Live Through This: One Woman’s Battle With Heroin

Live Through This: One Woman’s Battle With Heroin

July 30th, 2013

One of the Many Graphic Images of Live Through This

Explicit images often serve as useful tool for exposing the devastating physical effects of drug abuse and addiction. Some of the most impactful drug-free campaigns have introduced revolting, despairing photographs in order to deter drug use and depict its incredibly harmful impacts. In the book Live Through This, Tony Fouhse puts the power of imagery to the test while capturing the raw, discomforting life of a heroin addict seeking recovery.

Fouhse- a photographer based in Ottawa, Canada- began the project in hopes of producing portraits of drug addicts in downtown Ottawa. He titled his series of photos User, referencing the addiction he documents. “You could see them (the addicts) change when I was photographing them- putting on a face that they wanted the outside world to see.”

Past portrayals of junkies, like Bill Eppridge’s “John and Karen, Two Lives Lost to Heroin,” published in LIFE in 1965, and Larry Clark’s Tulsa in 1971, forged the path for photographers like Fouhse to immerse themselves in other people’s drug abuse and addiction.

Examples of Fouhse’s Photography in Life Magazine


However, unlike some past projects, Live Through This focuses on one person’s attempt to reclaim her life while embodying a story of addiction, suffering and hope of recovery.

The story begins with Fouhse candidly asking Stephanie MacDonald- the young heroin addict whose recovery he’s been documenting: “You know how this should have ended? You should have died.”
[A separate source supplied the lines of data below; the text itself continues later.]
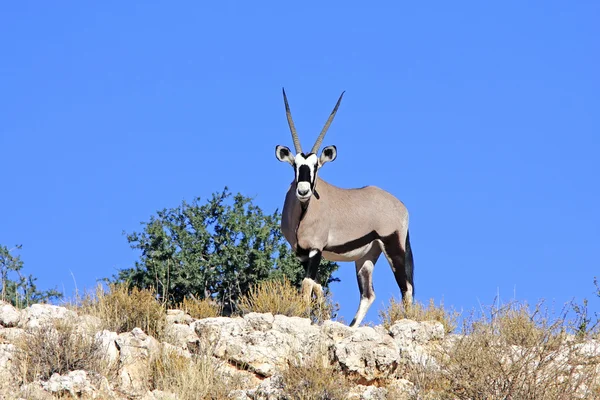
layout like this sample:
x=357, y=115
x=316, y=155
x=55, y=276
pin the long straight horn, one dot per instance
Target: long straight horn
x=324, y=130
x=288, y=114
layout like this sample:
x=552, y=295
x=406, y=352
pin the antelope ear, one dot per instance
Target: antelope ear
x=284, y=154
x=329, y=153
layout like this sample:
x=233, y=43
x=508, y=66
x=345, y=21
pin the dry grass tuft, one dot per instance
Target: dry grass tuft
x=122, y=308
x=199, y=377
x=418, y=312
x=513, y=353
x=200, y=309
x=281, y=297
x=58, y=347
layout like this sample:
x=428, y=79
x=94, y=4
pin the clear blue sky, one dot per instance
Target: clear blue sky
x=483, y=118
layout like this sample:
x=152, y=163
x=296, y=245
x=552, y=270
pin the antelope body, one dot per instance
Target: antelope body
x=322, y=220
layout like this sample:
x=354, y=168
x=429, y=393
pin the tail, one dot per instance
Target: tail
x=409, y=265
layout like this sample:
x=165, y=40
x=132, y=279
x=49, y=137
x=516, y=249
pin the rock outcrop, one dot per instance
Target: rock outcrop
x=254, y=349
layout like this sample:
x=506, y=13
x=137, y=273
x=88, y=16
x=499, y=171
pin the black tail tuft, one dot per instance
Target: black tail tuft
x=409, y=265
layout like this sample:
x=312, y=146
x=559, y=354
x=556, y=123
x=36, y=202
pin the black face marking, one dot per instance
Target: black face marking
x=303, y=174
x=283, y=153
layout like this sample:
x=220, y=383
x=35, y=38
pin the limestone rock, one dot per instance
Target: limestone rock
x=261, y=342
x=7, y=376
x=178, y=317
x=75, y=383
x=9, y=315
x=180, y=335
x=135, y=351
x=367, y=354
x=108, y=343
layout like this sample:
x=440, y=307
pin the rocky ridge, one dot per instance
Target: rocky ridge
x=254, y=349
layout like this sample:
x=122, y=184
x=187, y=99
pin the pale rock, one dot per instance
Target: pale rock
x=11, y=335
x=108, y=343
x=590, y=348
x=269, y=389
x=9, y=315
x=239, y=394
x=367, y=353
x=259, y=322
x=75, y=383
x=37, y=315
x=136, y=349
x=169, y=348
x=362, y=392
x=415, y=340
x=406, y=330
x=7, y=375
x=159, y=395
x=259, y=341
x=178, y=317
x=34, y=391
x=335, y=331
x=180, y=335
x=89, y=323
x=401, y=389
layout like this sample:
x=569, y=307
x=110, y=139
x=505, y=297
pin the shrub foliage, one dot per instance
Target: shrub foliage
x=217, y=250
x=18, y=289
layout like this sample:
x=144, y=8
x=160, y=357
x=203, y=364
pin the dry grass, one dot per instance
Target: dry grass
x=418, y=312
x=281, y=297
x=197, y=378
x=314, y=379
x=58, y=347
x=122, y=308
x=512, y=353
x=199, y=309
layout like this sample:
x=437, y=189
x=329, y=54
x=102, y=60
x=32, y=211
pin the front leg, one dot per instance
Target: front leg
x=311, y=261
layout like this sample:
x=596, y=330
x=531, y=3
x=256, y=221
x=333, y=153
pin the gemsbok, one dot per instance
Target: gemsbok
x=322, y=220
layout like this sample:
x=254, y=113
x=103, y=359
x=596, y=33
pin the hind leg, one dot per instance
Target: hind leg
x=396, y=255
x=364, y=275
x=309, y=283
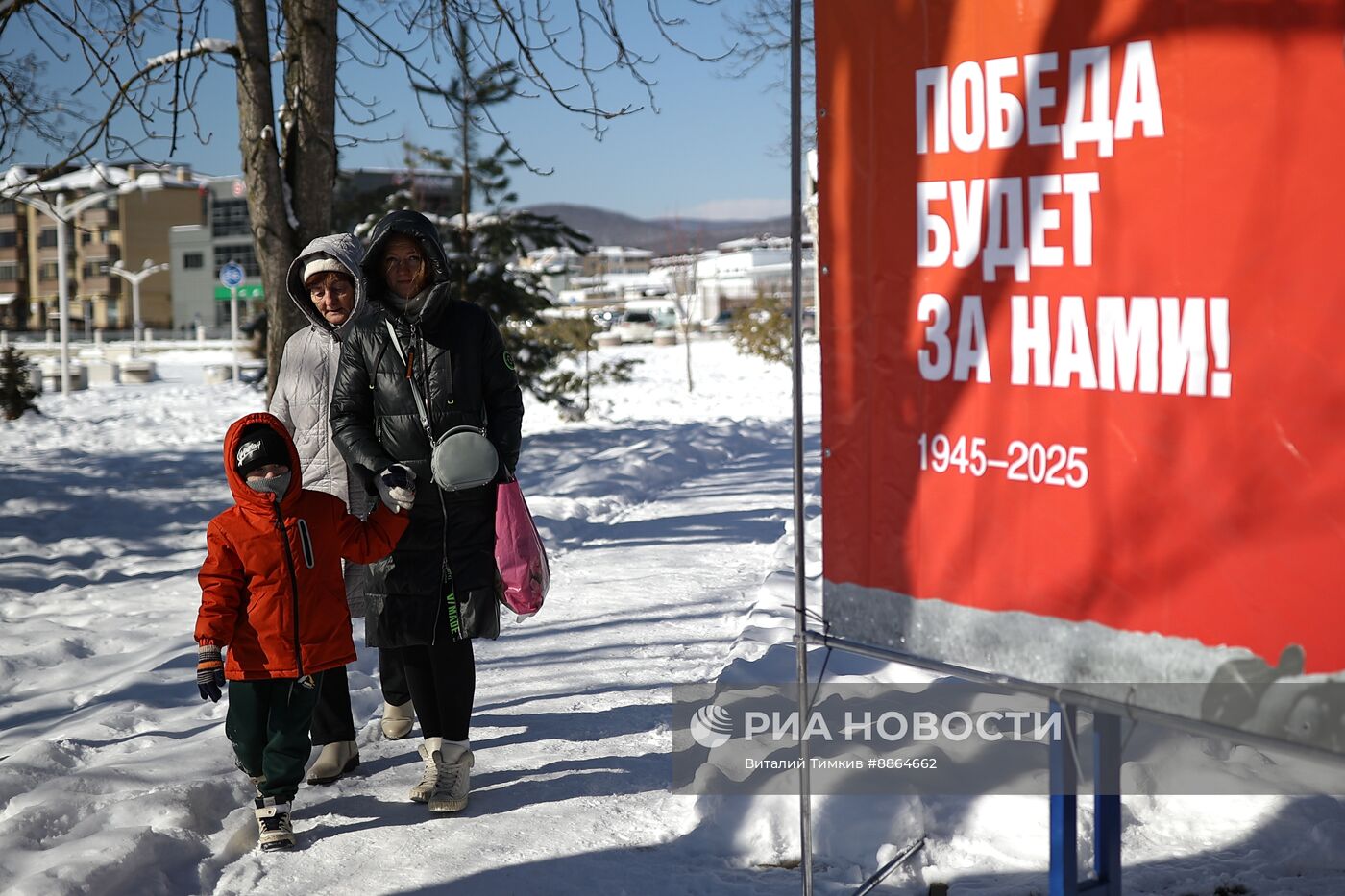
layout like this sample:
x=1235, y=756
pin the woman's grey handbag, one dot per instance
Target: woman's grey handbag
x=461, y=458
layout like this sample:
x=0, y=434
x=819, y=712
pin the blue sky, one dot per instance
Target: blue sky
x=713, y=150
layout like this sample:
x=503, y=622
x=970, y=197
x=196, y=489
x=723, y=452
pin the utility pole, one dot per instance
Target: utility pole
x=134, y=278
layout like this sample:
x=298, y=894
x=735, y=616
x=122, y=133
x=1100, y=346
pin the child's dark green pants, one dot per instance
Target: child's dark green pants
x=268, y=724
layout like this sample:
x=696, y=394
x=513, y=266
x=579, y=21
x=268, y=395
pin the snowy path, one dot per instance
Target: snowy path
x=116, y=779
x=668, y=520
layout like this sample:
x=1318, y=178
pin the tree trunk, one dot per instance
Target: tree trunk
x=273, y=237
x=309, y=141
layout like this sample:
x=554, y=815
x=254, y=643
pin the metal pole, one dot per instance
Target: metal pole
x=232, y=326
x=800, y=597
x=63, y=292
x=1064, y=808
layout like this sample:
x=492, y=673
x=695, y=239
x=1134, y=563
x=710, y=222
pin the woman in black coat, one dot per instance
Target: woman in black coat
x=437, y=590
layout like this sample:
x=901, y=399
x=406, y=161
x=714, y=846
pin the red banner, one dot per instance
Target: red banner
x=1083, y=312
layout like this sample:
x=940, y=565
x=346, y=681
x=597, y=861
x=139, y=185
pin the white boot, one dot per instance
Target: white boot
x=273, y=828
x=397, y=720
x=429, y=752
x=332, y=762
x=454, y=765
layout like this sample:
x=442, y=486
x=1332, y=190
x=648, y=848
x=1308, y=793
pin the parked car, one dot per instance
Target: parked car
x=721, y=325
x=635, y=326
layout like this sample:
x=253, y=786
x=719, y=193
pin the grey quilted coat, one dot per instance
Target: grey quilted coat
x=305, y=390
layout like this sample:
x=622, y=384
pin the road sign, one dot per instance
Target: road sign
x=232, y=275
x=251, y=291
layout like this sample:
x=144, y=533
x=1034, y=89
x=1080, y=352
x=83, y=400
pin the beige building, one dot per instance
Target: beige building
x=131, y=225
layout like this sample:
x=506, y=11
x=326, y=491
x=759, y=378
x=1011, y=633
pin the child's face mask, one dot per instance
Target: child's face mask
x=272, y=480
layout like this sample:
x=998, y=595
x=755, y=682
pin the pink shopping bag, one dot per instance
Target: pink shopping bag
x=520, y=553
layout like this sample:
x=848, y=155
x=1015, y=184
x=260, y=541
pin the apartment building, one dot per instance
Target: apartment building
x=13, y=265
x=224, y=234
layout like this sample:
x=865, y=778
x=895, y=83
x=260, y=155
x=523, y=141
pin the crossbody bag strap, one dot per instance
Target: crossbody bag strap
x=420, y=402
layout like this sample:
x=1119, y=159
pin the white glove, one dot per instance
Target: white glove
x=397, y=487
Fouhse first met Stephanie in June 2010, photographing her over a span of a few weeks until he bluntly asked her, ‘Is there something I can do to help you?” Stephanie, in turn, requested his help with getting into rehab, but one roadblock stood between Stephanie and treatment.

Before she could enter rehab, doctors discovered that Stephanie had a cerebral abscess- caused from injecting heroin- which would be fatal unless operated on. “After her (brain) surgery,” Fouhse notes, “she phoned me up and told me she wanted to go home. I asked her where her home was, and she said, ‘Your house.’”

Ultimately, Fouhse- along with his wife- welcomed Stephanie into his home in order for her to withdraw from heroin and begin rehab.


“The only two places she could have gone were to her dealers or the streets, where she would have died,” Fouhse explains. “So it was kind of out of our hands, in a way. We had to do this whether we wanted to or not.” Stephanie lived with the couple for almost a year and began helping Fouhse create the photographs used in the book.

The two collaborated on about 90 percent of the work sequencing the photos in chronological order, Fouhse comments. Each page illustrates the demeaning, vicious hold of addiction- the silent mental struggles and pains exposed outwardly on a person’s body for all to witness.

“We started this thing,” Fouhse writes, “Stephanie and I, as two people who just wanted something from each other. She wanted help getting clean and I wanted to take pictures of her. In the end, there was no distance.”

Stephanie included a short essay hidden in a pocket at the back of book, along with a recent photograph of her in her new home. She brings awareness to her struggles with getting clean and staying sober. Although she acknowledges that her future remains undecided, she allows herself to confront and contemplate her past battles.